Evidence for Self-interaction of vWFA Domains of Matrilin-2 and Its
Potential Role in Fibrillar Network Formation in Cell Culture--
In
electron microscopy using negative stain, the matrilin-2 subunits are
most often seen as loop structures with a diameter of 8 nm, but in a
smaller fraction of the particles they are seen to open into a flexible
rod (Fig. 7). Based on x-ray crystallographic data, we may assume a
diameter of 3.6 nm for vWFA domains and 2.1 nm for EGF-like domains. In
a tandem array, the two A domains together with the 10 EGF-like domains
would have a length of about 28 nm. A circle with a diameter of 8 nm
has a circumference of 25 nm, and the measurements are, therefore,
compatible with a model of the matrilin-2 subunit where a loop is
formed through interactions between the two A domains. In earlier
studies of matrilin-1, we similarly observed a compact structure of the
subunits (18). Domain interactions within the subunit had to be assumed to explain why the length determined from electron micrographs was
considerably smaller than that expected from the dimensions of the
domains in tandem array. Since the A-domains in matrilin-1 are
connected by a single EGF-like domain, substructures within the subunit
could not be resolved, while in the matrilin-2 subunit, where the
A-domains are connected by 10 EGF-like domains, a loop around a heavily
stained hole could be seen. For sterical reasons, it is most likely
that the loop is formed by the EGF-like domains, which are held
together through an interaction between the two A-domains. Indeed,
structures indicating self-interactions between Adomains have been
observed by electron microscopy of von Willebrand factor (24) and of
the N-terminal globule of the
3 chain of type VI collagen (25).
Further, by x-ray crystallography of von Willebrand factor A1-domain a
contact surface was detected between A1-domain pairs, suggesting a
hypothetical mechanism for the regulation of protein assembly and
heterologous ligand binding mediated by homophilic interactions of type
A-domains (26). vWFA domains in those proteins have also been shown to
be involved in other interactions (25, 27).

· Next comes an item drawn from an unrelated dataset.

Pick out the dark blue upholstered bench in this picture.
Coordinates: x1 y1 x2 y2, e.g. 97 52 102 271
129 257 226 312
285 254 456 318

By immunofluorescence microscopy of the matrix formed by cultured
smooth muscle cells (Fig. 8), we could show that matrilin-2 molecules
assemble into an extracellular fibrillar network, where each fibril may
have a length of several cell diameters and often divides into smaller
branches. In similar studies, matrilin-1 was found in chondrocyte
cultures in close association with collagen II fibers (28), and a
filamentous network, independent of collagen fibers, was also observed
when matrilin-1 was overexpressed using a retroviral system (29).
Matrilin-1 constructs, in which the vWFA1 domain had been deleted,
assembled into trimers but could not form filamentous structures,
thereby implicating the vWFA1 domain as being involved in the
polymerization reaction leading to fibril formation. In analogy, it is
likely that the vWFA domains of matrilin-2 may interact with each other
and that filaments may be formed by this interaction. We do not know at
present the exact molecular composition of the matrilin-2-positive
extracellular filaments, but we are pursuing the study of such
interactions of matrilin-2 with itself and with other extracellular
macromolecules that may form the basis for fibril formation.